To determine the gendered effect of diabetes on the risk of venous thromboembolism, the scientific team examined a population-based data set. With around 45 million data records, it covers all hospital stays in Austria between 2003 and 2014. Of the 180,034 patients with DM, 70,739 were women and 109,295 were men.
Venous thromboembolism (VTE) has two clinical pictures: Deep venous thrombosis and the Pulmonary artery occlusionThe latter is a serious complication of thrombosis. Usually, the risk of venous thromboembolism is more or less the same in both sexes.

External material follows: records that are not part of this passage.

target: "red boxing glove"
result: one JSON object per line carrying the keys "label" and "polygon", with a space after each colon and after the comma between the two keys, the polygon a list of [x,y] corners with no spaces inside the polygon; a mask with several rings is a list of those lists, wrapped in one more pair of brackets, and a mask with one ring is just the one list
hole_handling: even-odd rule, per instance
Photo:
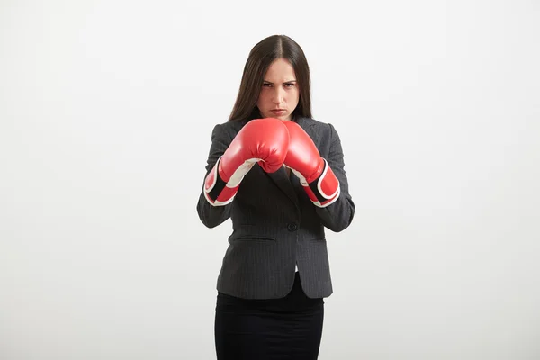
{"label": "red boxing glove", "polygon": [[213,206],[231,202],[244,176],[258,162],[267,173],[281,168],[289,131],[278,119],[256,119],[238,131],[204,179],[204,196]]}
{"label": "red boxing glove", "polygon": [[320,158],[310,135],[296,122],[284,121],[289,130],[289,151],[284,165],[298,176],[311,202],[320,208],[339,197],[339,180],[325,158]]}

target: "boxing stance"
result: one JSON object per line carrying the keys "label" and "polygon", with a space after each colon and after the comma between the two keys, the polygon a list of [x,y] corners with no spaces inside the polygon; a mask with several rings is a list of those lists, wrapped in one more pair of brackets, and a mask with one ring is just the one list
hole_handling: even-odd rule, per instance
{"label": "boxing stance", "polygon": [[303,129],[266,118],[248,122],[218,159],[204,181],[206,200],[213,206],[232,202],[255,163],[268,173],[284,165],[291,168],[316,206],[328,206],[339,197],[339,181]]}

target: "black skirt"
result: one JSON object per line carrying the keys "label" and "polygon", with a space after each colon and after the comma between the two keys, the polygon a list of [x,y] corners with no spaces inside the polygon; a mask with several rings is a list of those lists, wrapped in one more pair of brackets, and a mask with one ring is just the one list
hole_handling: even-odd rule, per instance
{"label": "black skirt", "polygon": [[247,300],[218,292],[215,345],[218,360],[316,360],[323,299],[303,292],[298,272],[282,299]]}

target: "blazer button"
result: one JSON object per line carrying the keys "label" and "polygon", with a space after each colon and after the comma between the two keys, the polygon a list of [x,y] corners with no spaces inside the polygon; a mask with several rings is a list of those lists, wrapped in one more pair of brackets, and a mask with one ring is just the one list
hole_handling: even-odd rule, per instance
{"label": "blazer button", "polygon": [[287,229],[289,231],[296,231],[298,230],[298,225],[296,225],[296,222],[291,222],[287,225]]}

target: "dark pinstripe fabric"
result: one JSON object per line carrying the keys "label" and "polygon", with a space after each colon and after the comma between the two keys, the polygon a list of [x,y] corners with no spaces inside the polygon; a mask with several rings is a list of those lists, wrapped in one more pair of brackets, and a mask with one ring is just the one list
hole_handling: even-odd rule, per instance
{"label": "dark pinstripe fabric", "polygon": [[[322,298],[333,292],[325,228],[335,232],[346,229],[355,204],[336,129],[313,119],[301,118],[297,122],[339,179],[339,199],[319,208],[292,173],[287,176],[282,167],[268,174],[256,164],[231,203],[214,207],[201,193],[197,212],[205,226],[214,228],[229,218],[232,222],[217,282],[217,290],[223,293],[245,299],[284,297],[292,288],[295,264],[306,295]],[[206,174],[244,125],[230,122],[214,127]]]}

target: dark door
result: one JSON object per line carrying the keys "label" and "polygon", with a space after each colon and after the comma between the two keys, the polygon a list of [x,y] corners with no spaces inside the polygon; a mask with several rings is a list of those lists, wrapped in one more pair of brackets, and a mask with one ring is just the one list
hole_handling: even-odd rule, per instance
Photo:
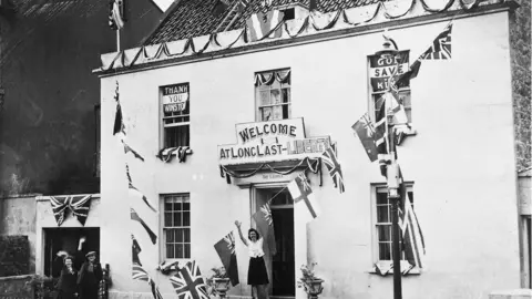
{"label": "dark door", "polygon": [[272,206],[277,254],[273,258],[273,295],[295,296],[294,208]]}

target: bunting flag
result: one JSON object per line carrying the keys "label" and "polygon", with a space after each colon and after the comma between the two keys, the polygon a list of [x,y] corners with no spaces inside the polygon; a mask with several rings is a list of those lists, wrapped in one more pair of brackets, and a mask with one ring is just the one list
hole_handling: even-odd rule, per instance
{"label": "bunting flag", "polygon": [[163,299],[163,296],[161,295],[157,286],[155,285],[155,281],[153,281],[153,279],[147,275],[146,270],[144,270],[144,268],[142,268],[141,265],[139,265],[134,261],[133,261],[133,274],[132,274],[132,276],[133,276],[133,279],[146,281],[150,285],[151,290],[152,290],[152,296],[153,296],[154,299]]}
{"label": "bunting flag", "polygon": [[400,168],[399,182],[401,193],[399,223],[402,230],[405,257],[412,267],[423,268],[422,259],[426,254],[423,234],[412,208],[412,198],[410,198],[410,194],[407,192]]}
{"label": "bunting flag", "polygon": [[157,235],[153,233],[153,230],[146,225],[146,223],[144,223],[141,216],[139,216],[139,214],[136,214],[136,212],[133,208],[130,208],[130,210],[131,210],[131,219],[139,221],[142,225],[142,227],[144,227],[147,235],[150,235],[150,239],[152,239],[153,245],[155,245],[157,243]]}
{"label": "bunting flag", "polygon": [[133,156],[135,156],[135,158],[144,162],[144,157],[141,156],[141,154],[139,154],[135,150],[133,150],[127,143],[125,143],[123,140],[122,140],[122,144],[124,145],[124,153],[127,154],[127,153],[132,153]]}
{"label": "bunting flag", "polygon": [[227,8],[229,7],[229,1],[227,0],[218,0],[216,1],[216,3],[214,4],[213,7],[213,10],[211,11],[211,13],[215,17],[215,18],[219,18],[226,10]]}
{"label": "bunting flag", "polygon": [[[249,41],[259,41],[268,38],[280,38],[282,31],[277,30],[284,19],[284,13],[279,10],[270,10],[267,13],[254,13],[246,20],[249,30]],[[273,33],[273,34],[272,34]]]}
{"label": "bunting flag", "polygon": [[120,105],[119,81],[116,81],[116,90],[114,91],[114,101],[116,101],[116,113],[114,115],[113,135],[122,133],[125,136],[124,118],[122,116],[122,106]]}
{"label": "bunting flag", "polygon": [[344,187],[344,175],[341,174],[340,163],[338,162],[337,144],[334,143],[324,152],[324,163],[329,171],[329,175],[335,183],[335,188],[338,188],[340,193],[346,189]]}
{"label": "bunting flag", "polygon": [[131,175],[130,175],[130,166],[127,164],[125,164],[125,175],[127,176],[130,194],[134,196],[140,196],[142,200],[147,205],[147,207],[156,213],[157,210],[152,205],[150,205],[150,202],[147,202],[146,196],[142,194],[135,186],[133,186],[133,181],[131,179]]}
{"label": "bunting flag", "polygon": [[209,299],[205,280],[195,260],[181,268],[170,278],[170,282],[177,293],[177,299]]}
{"label": "bunting flag", "polygon": [[192,150],[188,146],[165,147],[158,151],[156,157],[162,162],[170,163],[174,156],[177,156],[180,163],[186,161],[186,156],[192,154]]}
{"label": "bunting flag", "polygon": [[369,118],[368,113],[365,113],[362,117],[360,117],[360,120],[358,120],[351,127],[362,143],[364,150],[366,150],[366,154],[368,154],[369,161],[377,161],[378,152],[375,141],[375,126]]}
{"label": "bunting flag", "polygon": [[124,28],[124,4],[123,0],[109,1],[109,27],[112,30]]}
{"label": "bunting flag", "polygon": [[236,286],[238,280],[238,264],[236,261],[235,252],[235,235],[233,231],[223,237],[214,245],[214,249],[224,265],[225,271],[229,276],[231,285]]}
{"label": "bunting flag", "polygon": [[63,224],[66,208],[69,208],[72,215],[78,218],[78,221],[84,226],[89,217],[91,197],[91,195],[50,196],[50,204],[52,205],[53,216],[55,217],[58,226]]}
{"label": "bunting flag", "polygon": [[304,208],[303,206],[305,204],[306,209],[308,210],[307,215],[309,215],[309,217],[306,217],[305,221],[310,221],[319,216],[320,208],[314,197],[313,189],[310,188],[307,176],[304,172],[296,176],[296,178],[287,185],[287,188],[290,192],[294,205],[297,209]]}
{"label": "bunting flag", "polygon": [[142,266],[141,259],[139,258],[139,254],[142,251],[141,246],[135,239],[135,236],[131,235],[131,239],[133,240],[133,248],[132,248],[132,257],[133,257],[133,264],[139,264]]}
{"label": "bunting flag", "polygon": [[443,31],[432,41],[427,49],[412,64],[409,70],[397,79],[397,86],[407,86],[411,79],[415,79],[421,68],[421,60],[450,60],[451,54],[451,33],[452,22],[450,22]]}
{"label": "bunting flag", "polygon": [[272,256],[277,254],[277,244],[275,243],[275,229],[274,229],[274,219],[272,218],[272,209],[269,208],[269,204],[264,204],[259,210],[253,214],[253,218],[257,224],[257,230],[263,236],[264,240],[266,240],[263,246],[266,252],[272,252]]}

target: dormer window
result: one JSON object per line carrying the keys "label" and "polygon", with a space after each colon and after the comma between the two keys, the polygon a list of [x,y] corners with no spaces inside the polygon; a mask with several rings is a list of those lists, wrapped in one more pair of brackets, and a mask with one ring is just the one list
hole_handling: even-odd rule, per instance
{"label": "dormer window", "polygon": [[288,20],[294,20],[296,19],[296,9],[295,8],[288,8],[282,10],[283,12],[283,20],[288,21]]}

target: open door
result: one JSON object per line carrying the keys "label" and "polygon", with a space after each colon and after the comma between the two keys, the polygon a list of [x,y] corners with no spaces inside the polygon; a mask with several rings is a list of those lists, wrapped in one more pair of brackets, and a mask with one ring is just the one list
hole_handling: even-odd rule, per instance
{"label": "open door", "polygon": [[265,252],[269,278],[269,295],[274,298],[295,298],[294,205],[288,189],[268,187],[255,189],[255,212],[269,199],[274,220],[277,254]]}

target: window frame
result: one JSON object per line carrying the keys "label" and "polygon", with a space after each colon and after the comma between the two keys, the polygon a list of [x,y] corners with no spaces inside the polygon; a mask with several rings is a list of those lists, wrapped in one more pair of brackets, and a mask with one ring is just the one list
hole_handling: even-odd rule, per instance
{"label": "window frame", "polygon": [[[190,229],[190,241],[188,243],[185,243],[183,241],[183,244],[190,244],[190,247],[191,247],[191,251],[190,251],[190,257],[186,258],[186,257],[183,257],[183,258],[168,258],[166,256],[166,234],[165,234],[165,229],[168,228],[167,226],[165,226],[165,223],[164,223],[164,219],[165,219],[165,213],[166,213],[166,209],[164,207],[164,204],[165,204],[165,199],[168,198],[168,197],[174,197],[174,196],[188,196],[188,214],[190,214],[190,224],[188,226],[172,226],[170,228],[188,228]],[[160,262],[162,261],[165,261],[166,264],[167,262],[178,262],[180,265],[183,265],[183,264],[186,264],[188,261],[192,260],[192,233],[193,233],[193,228],[192,228],[192,196],[191,196],[191,193],[168,193],[168,194],[161,194],[160,195]],[[174,212],[174,210],[173,210]],[[183,209],[181,210],[182,213],[184,212]],[[175,244],[175,241],[174,241]]]}
{"label": "window frame", "polygon": [[[415,193],[415,182],[405,182],[405,184],[407,184],[407,192],[408,193]],[[372,264],[371,265],[376,265],[376,264],[380,264],[380,265],[389,265],[389,264],[392,264],[393,260],[390,259],[380,259],[380,241],[379,241],[379,231],[378,231],[378,226],[379,226],[379,221],[378,221],[378,212],[377,212],[377,193],[379,193],[379,190],[382,190],[382,189],[387,189],[387,184],[386,183],[374,183],[371,184],[371,198],[370,198],[370,202],[371,202],[371,261]],[[387,199],[387,203],[388,205],[389,204],[389,200]],[[412,209],[416,207],[415,206],[415,199],[410,202],[411,205],[412,205]],[[391,208],[391,206],[390,206]],[[385,225],[392,225],[391,223],[391,215],[389,215],[389,220],[390,223],[382,223]],[[400,228],[399,228],[400,229]],[[390,239],[392,240],[392,236],[390,234]],[[391,241],[391,246],[392,246],[392,241]],[[393,247],[391,247],[391,250],[393,250]],[[391,257],[391,252],[390,252],[390,257]],[[408,261],[405,259],[405,254],[403,251],[401,251],[401,268],[403,268],[403,265],[406,266],[408,264]],[[375,269],[371,269],[369,272],[376,272]],[[393,269],[390,270],[390,274],[393,272]],[[419,275],[421,274],[421,270],[418,266],[413,267],[410,272],[411,275]]]}
{"label": "window frame", "polygon": [[[256,75],[257,74],[264,74],[264,73],[284,72],[284,71],[290,72],[290,74],[289,74],[290,75],[290,83],[289,83],[288,87],[283,87],[283,85],[280,85],[278,89],[276,89],[276,90],[280,91],[280,101],[282,101],[280,104],[262,105],[260,104],[260,100],[262,100],[260,99],[260,92],[264,91],[264,90],[260,90],[259,86],[255,85]],[[280,118],[280,120],[290,120],[291,118],[291,75],[293,75],[291,68],[280,68],[280,69],[254,72],[254,74],[253,74],[253,91],[254,91],[254,97],[255,97],[254,99],[254,101],[255,101],[255,104],[254,104],[255,122],[279,121],[279,120],[268,120],[268,121],[263,120],[260,109],[262,107],[274,107],[274,106],[282,106],[283,107],[285,105],[288,107],[288,117],[287,118]],[[268,89],[268,91],[270,91],[270,90],[273,90],[273,89]],[[288,90],[288,102],[287,103],[283,103],[283,90]]]}
{"label": "window frame", "polygon": [[[191,147],[192,144],[192,112],[188,109],[188,114],[183,114],[183,115],[175,115],[175,116],[165,116],[164,115],[164,107],[163,107],[163,89],[168,87],[172,85],[180,85],[180,84],[187,84],[188,85],[188,100],[187,100],[187,105],[190,107],[191,104],[191,82],[180,82],[180,83],[173,83],[173,84],[166,84],[166,85],[160,85],[158,86],[158,144],[160,148],[165,148],[166,147],[166,127],[177,127],[177,126],[188,126],[188,145],[181,145],[181,146],[187,146]],[[178,122],[178,123],[172,123],[172,124],[165,124],[164,120],[165,118],[172,118],[172,117],[188,117],[188,121],[186,122]],[[168,146],[170,147],[170,146]]]}

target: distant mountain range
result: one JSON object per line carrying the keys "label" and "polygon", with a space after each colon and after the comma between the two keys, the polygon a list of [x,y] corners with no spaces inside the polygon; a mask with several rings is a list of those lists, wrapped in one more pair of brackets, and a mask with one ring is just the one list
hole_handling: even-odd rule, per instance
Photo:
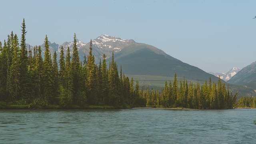
{"label": "distant mountain range", "polygon": [[256,62],[244,68],[227,82],[256,90]]}
{"label": "distant mountain range", "polygon": [[234,76],[236,75],[236,73],[241,70],[239,68],[233,67],[230,71],[227,73],[214,73],[213,72],[208,72],[208,73],[214,75],[217,77],[220,77],[220,78],[225,81],[226,82],[230,80]]}
{"label": "distant mountain range", "polygon": [[[90,42],[85,43],[78,39],[76,41],[80,60],[83,61],[84,56],[87,56],[89,53]],[[50,51],[52,54],[56,51],[59,56],[62,46],[65,53],[68,47],[72,53],[73,44],[73,42],[65,42],[62,44],[49,42]],[[203,84],[206,80],[208,81],[211,77],[212,81],[216,83],[218,79],[218,78],[183,62],[153,46],[137,43],[132,40],[124,40],[102,34],[92,40],[92,54],[96,63],[102,58],[104,54],[108,58],[107,60],[110,60],[114,51],[115,61],[118,67],[122,66],[122,72],[126,75],[138,79],[140,86],[158,88],[164,86],[165,81],[173,80],[175,73],[178,80],[183,79],[184,77],[189,82],[198,81]],[[44,44],[41,46],[43,57]],[[30,46],[32,50],[33,47]],[[27,48],[28,48],[28,44]],[[230,85],[230,90],[234,93],[239,91],[241,94],[256,96],[253,90],[244,86]]]}

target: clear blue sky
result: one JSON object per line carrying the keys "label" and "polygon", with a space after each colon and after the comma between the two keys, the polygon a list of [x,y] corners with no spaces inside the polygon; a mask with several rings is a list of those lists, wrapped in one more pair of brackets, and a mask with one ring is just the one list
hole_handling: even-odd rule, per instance
{"label": "clear blue sky", "polygon": [[256,0],[4,0],[0,41],[85,43],[102,34],[133,39],[206,72],[227,72],[256,61]]}

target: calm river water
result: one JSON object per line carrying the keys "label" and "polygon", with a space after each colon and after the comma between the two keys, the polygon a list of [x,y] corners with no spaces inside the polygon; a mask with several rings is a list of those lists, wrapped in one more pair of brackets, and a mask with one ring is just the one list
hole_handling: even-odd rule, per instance
{"label": "calm river water", "polygon": [[255,144],[256,109],[0,110],[1,144]]}

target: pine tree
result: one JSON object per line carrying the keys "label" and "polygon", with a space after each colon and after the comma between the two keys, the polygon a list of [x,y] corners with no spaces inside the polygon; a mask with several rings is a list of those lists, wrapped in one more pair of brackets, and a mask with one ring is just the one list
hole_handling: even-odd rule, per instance
{"label": "pine tree", "polygon": [[56,96],[57,95],[58,88],[58,62],[57,62],[57,53],[56,52],[54,52],[53,56],[53,62],[52,66],[52,80],[53,80],[53,85],[52,87],[52,95],[53,100],[54,103],[56,103],[57,100],[56,100]]}
{"label": "pine tree", "polygon": [[20,96],[19,98],[27,98],[28,96],[28,92],[30,91],[28,84],[29,80],[28,71],[28,52],[26,48],[25,36],[27,33],[26,31],[26,25],[25,20],[23,19],[23,22],[22,24],[22,30],[21,38],[20,40],[20,51],[18,63],[20,64],[19,69],[20,70]]}
{"label": "pine tree", "polygon": [[65,74],[65,56],[64,55],[64,49],[62,46],[60,48],[60,60],[59,64],[60,64],[60,71],[59,71],[59,80],[60,81],[59,85],[63,86],[64,85],[64,75]]}
{"label": "pine tree", "polygon": [[88,102],[90,104],[95,104],[96,103],[97,99],[95,89],[96,78],[94,57],[92,55],[92,42],[91,39],[89,48],[90,52],[89,55],[87,56],[86,87],[88,93],[87,97]]}
{"label": "pine tree", "polygon": [[79,97],[80,96],[79,96],[78,93],[79,91],[81,90],[80,89],[81,83],[80,81],[82,80],[79,78],[79,73],[81,70],[80,70],[79,56],[78,55],[78,50],[76,46],[76,33],[74,34],[74,36],[73,46],[73,55],[72,56],[72,60],[71,61],[71,69],[72,72],[72,74],[73,85],[72,92],[74,96],[74,100],[76,100],[76,101],[73,100],[73,102],[76,103],[76,104],[77,104],[78,101],[79,101]]}
{"label": "pine tree", "polygon": [[179,92],[179,87],[178,84],[178,81],[177,80],[177,75],[176,75],[176,73],[175,73],[175,74],[174,75],[174,78],[173,80],[172,85],[173,93],[172,99],[173,102],[173,103],[175,104],[177,102],[176,102],[176,100],[178,97]]}
{"label": "pine tree", "polygon": [[53,87],[54,84],[53,76],[52,73],[52,64],[51,53],[49,49],[49,42],[47,35],[44,40],[44,59],[43,64],[44,100],[46,102],[49,102],[53,99]]}
{"label": "pine tree", "polygon": [[19,48],[18,37],[15,34],[12,40],[13,52],[12,58],[12,66],[11,66],[10,77],[12,78],[11,86],[13,90],[10,92],[13,100],[17,98],[20,91],[20,73],[19,70],[18,54]]}

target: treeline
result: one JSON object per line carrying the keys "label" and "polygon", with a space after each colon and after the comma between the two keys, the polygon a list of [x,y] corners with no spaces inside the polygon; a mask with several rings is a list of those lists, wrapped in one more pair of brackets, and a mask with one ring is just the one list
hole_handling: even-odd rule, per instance
{"label": "treeline", "polygon": [[146,105],[224,109],[232,108],[236,102],[236,95],[230,93],[220,78],[217,84],[212,83],[210,78],[208,84],[206,80],[200,86],[198,82],[188,84],[184,78],[179,85],[175,74],[172,84],[166,82],[160,90],[140,88],[137,80],[134,82],[125,76],[121,66],[119,72],[113,53],[108,66],[104,54],[96,64],[91,40],[89,54],[80,61],[75,34],[73,51],[68,47],[64,54],[62,47],[58,61],[56,52],[52,55],[50,52],[46,36],[43,59],[40,46],[27,51],[24,19],[22,28],[20,44],[12,32],[2,46],[0,42],[0,106],[3,104],[29,104],[30,108],[50,105],[61,108]]}
{"label": "treeline", "polygon": [[44,41],[43,59],[40,46],[32,50],[26,49],[25,21],[22,26],[20,44],[12,32],[0,42],[0,102],[13,104],[36,105],[128,105],[145,106],[138,82],[134,82],[122,74],[119,74],[114,55],[108,68],[106,56],[95,64],[92,54],[92,40],[90,52],[80,61],[74,37],[72,56],[68,48],[66,55],[62,47],[57,62],[55,52],[52,55],[47,36]]}
{"label": "treeline", "polygon": [[256,108],[256,97],[242,96],[237,100],[236,107]]}
{"label": "treeline", "polygon": [[167,108],[182,107],[199,109],[226,109],[233,108],[237,97],[226,90],[224,83],[219,78],[217,84],[205,83],[200,86],[197,84],[188,83],[185,78],[180,80],[179,86],[175,74],[172,84],[166,81],[164,88],[146,90],[147,105]]}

It is known that diabetes mellitus, a chronic disease Which affects more than eight percent of the world’s population, is A risk factor from TEV. “In our study, we again found a 1.4 times higher risk of venous thromboembolism in patients with diabetes than in the non-diabetic control group,” says Dervic.
Gender is a differential factor
Modernity is an emergence gender. While traditional treatment methods can hardly account for gender differences in many diseases, “thanks to extensive research efforts and big data analytics, we know a lot more about them today,” says Dervitch.
As a result, these differences can be analyzed in detail and treatments adjusted accordingly. This study was preceded by two other studies that dealt with gender differences in diabetes mellitus expression depressionon the one hand, and a disease Parkinson’s Disease, to another. In this case, statistically significant differences were observed based on gender.
Although it may contain data, data or observations from health institutions or professionals, the information contained in Redacción Médica is edited and prepared by journalists. We recommend the reader to consult a health professional with any health-related questions.